Die Schlucht

Einmal war ein Mann in der Schlucht.
Wenn er nach oben sah, betrachtete er die Wölbungen des alten Gesteins und wenn er mit seinem Blick daran hochklomm, erreichte er irgendwann das grosse, eintönige Blau, das zwischen den beiden Klippen wie ein dick gezogener Strich die Grenze zog.
Unten rauschte Fluss.

Einmal war eine Frau in der Schlucht.
Wenn sie nach unten sah, betrachtete sie die Windungen des kalten Gewässers und wenn sie ihm folgte, konnte sie das Toben der Ströme hören, deren Hallen von den Wänden schlug.
Oben zwitscherten Vögel.

Dann sah der Mann nach unten.
Entgegen seiner Erwartungen, sah er nichts, da sich seine Augen mit der plötzlichen Dunkelheit nicht messen konnten, die ihm nach dem Blick nach oben in den hellen Himmel die Augen zu versengen schien.
Oben zwitscherten Vögel.

Dann sah die Frau nach oben.
Entgegen ihrer Erwartung, sah sie nichts, geblendet vom Licht und von Sinnen getrübt, war sie blind, erstarrt mit dem Kopf im Nacken.
Unten rauschte Fluss.

Der Mann sah also die Frau nicht und die Frau sah also den Mann nicht, auch wenn sie sich gegenüber, an den beiden kalten Steinwänden, standen. Sie hörten sich nicht, sie sahen sich nicht und alles andere spielte keine Rolle.

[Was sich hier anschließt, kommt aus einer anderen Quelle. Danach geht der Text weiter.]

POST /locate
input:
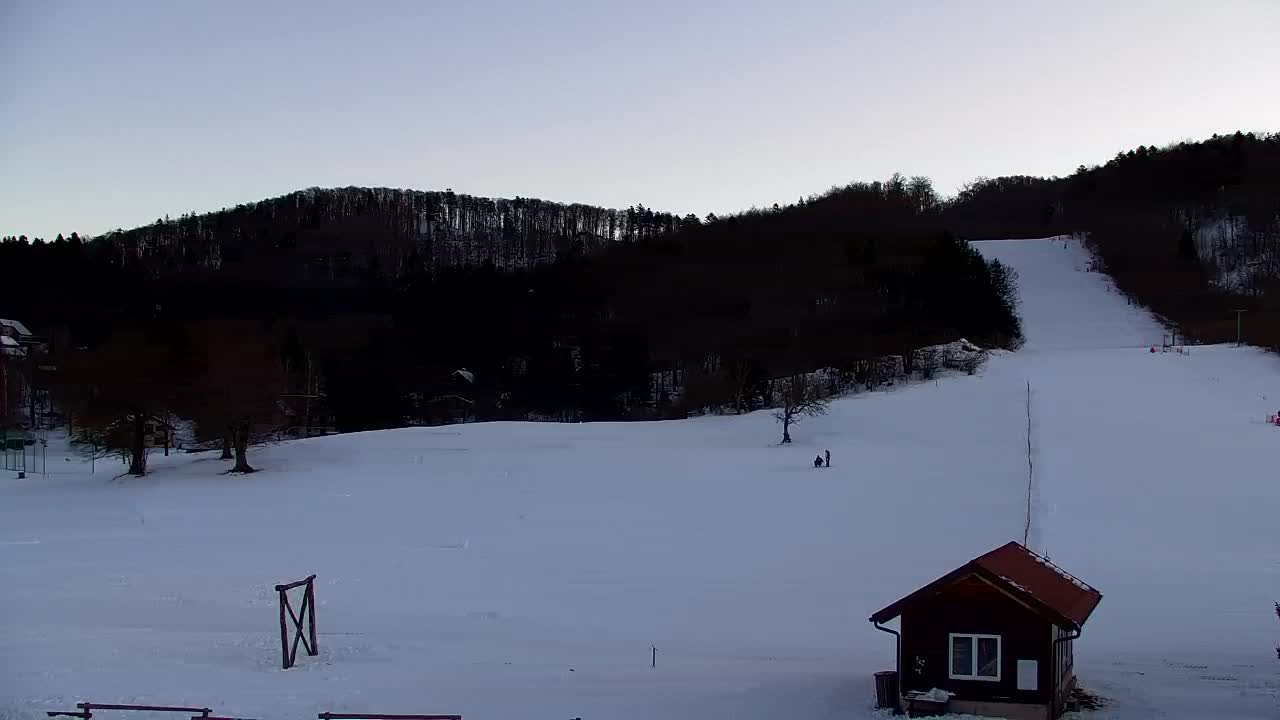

Aber keine Sorge: der Altersunterschied der beiden wäre frappant gewesen und einer festen Beziehung hätten sie ohnehin nie standgehalten.

Eine Antwort zu „Die Schlucht”.

  1. Schöne Idee, sprachlich gut umgesetzt, auch wenn ich finde, dass gerade der vorletzte Absatz irgendwie was biblisches hat :).
    Der Plot ist klar so und blank genug geschildert, als dass man ihn so stehen lassen kann, das einzige, was mich irgendwie stört ist „Unten rauschte Fluss.“.
    Die Parallele zu „Oben zwitscherten Vögel“ wäre glaube ich auch noch bei „Unten rauschte ein/ der Fluss“ noch erkennbar.

    PS: Kommentar zum Amokläufer- Drama kommt bald, ist alles in Arbeit.